Hello there :
We built a large HPC environment ( 60 PetaFlops Single Precision) in our data center with kubernetes and Slurm ( Ephemeral Slurm on top of Kubernetes ) Our Kubernetes Engine is from SUSE Rancher and given the tight integration with LongHorn, we also use Longhorn for our EBS volumes.
- Storage Replication :
We use LongHorn in our Kubernetes clusters for EBS volumes. We set up a replica factor of 3 for storage. It is our understanding that is works more like full replica and not parity check with partial data etc.
Now if we deploy our stateful sets for AeroSpike on this persistent volumes with another 3 replica factor,
Are we using about 9 times more storage?
If there are two engines that are trying to heal a failed node, does it cause problems?
We use NVME for all our storage.
I am not sure whether such combination has been tested on Aerospike.
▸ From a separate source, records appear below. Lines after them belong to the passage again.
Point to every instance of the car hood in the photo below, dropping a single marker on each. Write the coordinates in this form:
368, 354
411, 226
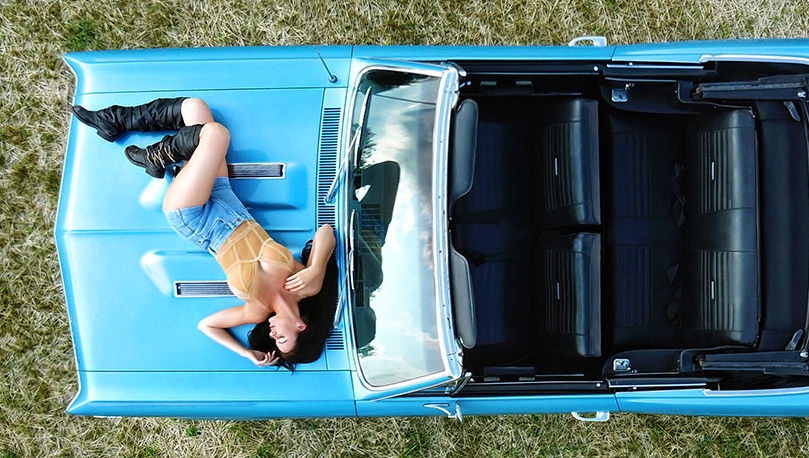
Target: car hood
120, 260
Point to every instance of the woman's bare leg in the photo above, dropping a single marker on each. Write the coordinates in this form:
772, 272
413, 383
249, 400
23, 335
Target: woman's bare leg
193, 185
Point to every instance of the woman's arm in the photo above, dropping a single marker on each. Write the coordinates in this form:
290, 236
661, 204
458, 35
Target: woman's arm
308, 281
216, 327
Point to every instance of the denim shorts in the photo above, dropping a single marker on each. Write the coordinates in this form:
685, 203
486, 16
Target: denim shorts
210, 224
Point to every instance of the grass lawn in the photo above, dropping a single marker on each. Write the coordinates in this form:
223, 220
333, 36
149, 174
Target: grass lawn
36, 357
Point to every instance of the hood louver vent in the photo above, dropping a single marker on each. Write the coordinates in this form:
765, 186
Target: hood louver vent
201, 289
258, 170
335, 340
327, 162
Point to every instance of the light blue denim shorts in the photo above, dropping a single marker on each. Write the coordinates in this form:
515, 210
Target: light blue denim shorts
210, 224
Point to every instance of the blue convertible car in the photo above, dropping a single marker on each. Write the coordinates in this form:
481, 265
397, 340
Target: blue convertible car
583, 228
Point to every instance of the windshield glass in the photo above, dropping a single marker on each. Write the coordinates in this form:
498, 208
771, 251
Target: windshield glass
391, 203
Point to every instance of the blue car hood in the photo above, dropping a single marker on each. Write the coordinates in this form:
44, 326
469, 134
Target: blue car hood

Having said that, Aerospike does maintain / manage its own replica through the
replication-factor configuration option, so I would guess/assume that you will end up with 9 copies (I don’t know LongHorn but if it does its own replication on each volume or something similar, it will simply add up).
From Aerospike’s perspective, healing from a failed node typically means that the data will be redistributed across the remaining nodes automatically. So, partitions of data (Aerospike shards the data across 4096 partitions) will be moving across the remaining nodes. Whatever the storage subsystem does will happen I guess based on the data being added/removed to/from a node. When a failed node returns, a similar process will rebalance and redistribute the data again and the storage subsystem will do what it would when data is removed/added.
Hope this helps a bit at least.
Thanks for the message.
This would be an issue with any of the newer centralized storage solutions. Ceph, Rook, Longhorn all have their own replication engine for recovery from failed nodes and disks.
With SUSE Rancher, lot of database Helm charts show up with basic installation. Some NewSQL models like Yugabyte are also there. That is where I started thinking about this issue of duplicate recovery by both Storage engine and DB engine.
Either Way, I will give it a try and let you know. Glad to know that AeroSpike started graph support.